講談社文芸文庫の新刊は、柄谷行人の対談アンソロジーの第三巻目。中上健次との、蓮實重彦との、そして浅田彰との「全対話」集もいい企画だったけれども、このアンソロジーシリーズもいい企画である。
三浦雅士との対談「「意識と自然」からの思考」は、デビュー直後から90年代にかけて柄谷と並走した印象のある三浦が、柄谷のそれまでの仕事(「探究II」の出版直後らしい、対談日は初出「國文學」の当該記事の跋に1989年6月26日とある)を整理し、そこに二人の若い時期の思い出話がシンクロするもので、気楽に読むことが出来る。そうして読んでみると、むしろ柄谷を世に出した(と言っても過言でなかろう)三浦こそが偉大だったという感じもする。柄谷がそう言っているように、二十三四の若さでユリイカ、現代思想の編集長を務めたのだから、それは改めて感嘆ものである。
ところで、柄谷の文章について、たしか福田和也だったと思うが、その文章は読者に、自分が今まさにそんなふうに考えているようなライブ感、読者自身がそう思考しているように錯覚させる文章だ、そんな風に批評していたことがあったと思う。
柄谷のこんな発言がまさにそんな感じではないか・・・・。
デカルト・スピノザ・シェイクスピアの17世紀に現代の問題の全てが出尽くしている、たとえば「宗教」は「共産主義」に置き換えることが出来る、そんなコンテキストの中で柄谷はこう言っている。

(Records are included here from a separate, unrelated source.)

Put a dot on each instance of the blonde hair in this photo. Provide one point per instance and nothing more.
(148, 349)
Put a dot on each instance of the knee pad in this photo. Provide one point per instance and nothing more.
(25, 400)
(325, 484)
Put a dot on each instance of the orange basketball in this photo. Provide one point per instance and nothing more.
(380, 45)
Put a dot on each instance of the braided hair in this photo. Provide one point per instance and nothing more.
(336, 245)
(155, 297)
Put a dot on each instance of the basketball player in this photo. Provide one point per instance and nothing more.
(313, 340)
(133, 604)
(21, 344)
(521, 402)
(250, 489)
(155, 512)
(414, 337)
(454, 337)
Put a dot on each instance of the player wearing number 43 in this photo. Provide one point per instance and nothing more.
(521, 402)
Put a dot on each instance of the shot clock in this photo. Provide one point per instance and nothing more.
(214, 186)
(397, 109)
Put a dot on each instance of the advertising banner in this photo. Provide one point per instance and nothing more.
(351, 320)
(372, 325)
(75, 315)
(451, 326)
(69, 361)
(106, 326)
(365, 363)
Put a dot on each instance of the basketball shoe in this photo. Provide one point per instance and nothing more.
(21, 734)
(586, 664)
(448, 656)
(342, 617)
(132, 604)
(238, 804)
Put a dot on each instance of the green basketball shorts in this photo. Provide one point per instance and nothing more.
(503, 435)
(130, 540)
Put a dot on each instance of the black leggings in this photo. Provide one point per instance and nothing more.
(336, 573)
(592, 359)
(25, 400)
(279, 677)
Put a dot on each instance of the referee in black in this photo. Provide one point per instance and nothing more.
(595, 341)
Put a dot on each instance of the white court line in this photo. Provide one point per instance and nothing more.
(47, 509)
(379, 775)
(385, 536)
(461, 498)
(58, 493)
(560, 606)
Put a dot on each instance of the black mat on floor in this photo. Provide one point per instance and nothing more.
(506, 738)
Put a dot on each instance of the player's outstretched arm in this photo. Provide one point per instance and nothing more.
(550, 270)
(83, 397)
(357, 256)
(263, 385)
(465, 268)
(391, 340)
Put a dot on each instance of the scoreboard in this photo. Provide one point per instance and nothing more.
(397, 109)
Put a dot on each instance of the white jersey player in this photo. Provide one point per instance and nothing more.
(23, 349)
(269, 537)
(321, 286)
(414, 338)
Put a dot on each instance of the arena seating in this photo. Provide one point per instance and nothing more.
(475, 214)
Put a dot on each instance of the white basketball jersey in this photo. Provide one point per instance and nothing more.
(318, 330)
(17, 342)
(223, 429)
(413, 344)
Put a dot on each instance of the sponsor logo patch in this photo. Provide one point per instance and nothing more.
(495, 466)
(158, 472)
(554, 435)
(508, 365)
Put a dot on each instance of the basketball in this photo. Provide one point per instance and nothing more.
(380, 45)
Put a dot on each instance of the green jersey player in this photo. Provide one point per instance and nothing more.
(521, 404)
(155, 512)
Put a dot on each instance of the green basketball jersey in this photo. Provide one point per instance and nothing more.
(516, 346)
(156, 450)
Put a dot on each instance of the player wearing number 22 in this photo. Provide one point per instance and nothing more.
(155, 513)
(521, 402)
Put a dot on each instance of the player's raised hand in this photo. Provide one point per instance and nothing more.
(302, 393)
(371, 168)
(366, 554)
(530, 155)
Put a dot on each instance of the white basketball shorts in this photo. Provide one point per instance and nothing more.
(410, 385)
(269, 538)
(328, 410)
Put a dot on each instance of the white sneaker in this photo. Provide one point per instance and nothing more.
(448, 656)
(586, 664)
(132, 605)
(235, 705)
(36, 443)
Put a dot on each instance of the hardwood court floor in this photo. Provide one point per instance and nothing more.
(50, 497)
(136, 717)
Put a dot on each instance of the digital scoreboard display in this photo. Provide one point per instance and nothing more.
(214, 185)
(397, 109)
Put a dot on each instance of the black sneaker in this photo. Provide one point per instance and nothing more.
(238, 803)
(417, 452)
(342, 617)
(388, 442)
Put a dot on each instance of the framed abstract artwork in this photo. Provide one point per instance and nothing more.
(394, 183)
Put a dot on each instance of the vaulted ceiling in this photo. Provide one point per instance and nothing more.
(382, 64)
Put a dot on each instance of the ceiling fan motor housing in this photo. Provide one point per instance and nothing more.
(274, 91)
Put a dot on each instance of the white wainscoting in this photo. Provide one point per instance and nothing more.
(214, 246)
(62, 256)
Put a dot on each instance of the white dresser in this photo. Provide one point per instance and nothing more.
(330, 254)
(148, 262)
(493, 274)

「宗教というのは、キリスト教であろうと仏教であろうと、寛容を説くわけですね。しかし、それはその説かれた宗教や宗派の共同体の中だけの話であって、その外に対しては全然寛容じゃないんですよ・・・・寛容というものは、一つの体系の中からは絶対に出てこない。つまり、体系がその外部の者つまり他者に対して持つ寛容こそが寛容なのですが、それを体系から原理的に演繹することはできないわけです」
さらに
「表現の自由とかの根本は元来において宗教の自由にある、と思う。そして宗教の自由は、宗教の内部からは絶対に出てこないわけですよ。他人の宗教を認めるということは、これは結局、殺し合った後で出てきたものです。スピノザが考えたのは、それを基礎づけることだと言ってもいい。各宗教(共同体)を超えた世界=神をもってきた。それ以外に「寛容」を原理的に基礎づけることはできません」
「宗教」を「体系」と言い換えることで議論は一挙に普遍的なレベルに達し、「寛容」はフランス革命の「自由」を経由することで一挙に歴史的な実証を与えられ、読者はすっかり得心してしまう。
ところで、この対談の中では、三浦がサルトル「嘔吐」になぞらえて「現象論的還元を小説化したもの」なる言い方で解説する、柄谷の漱石批評だが、当の対談の初出「國文學」平成元年10月号を覗いてみると、その巻頭エッセイの冒頭で日野啓三がまさにその点を指摘していた。「道草」の一場面、庭の鯉を釣ろうとして実際に釣れてしまったのに驚いて竿を放り出すという場面。「この箇所に深く注目しているのを読みながら、こういう人なのか、と納得するところがあったのだった」と。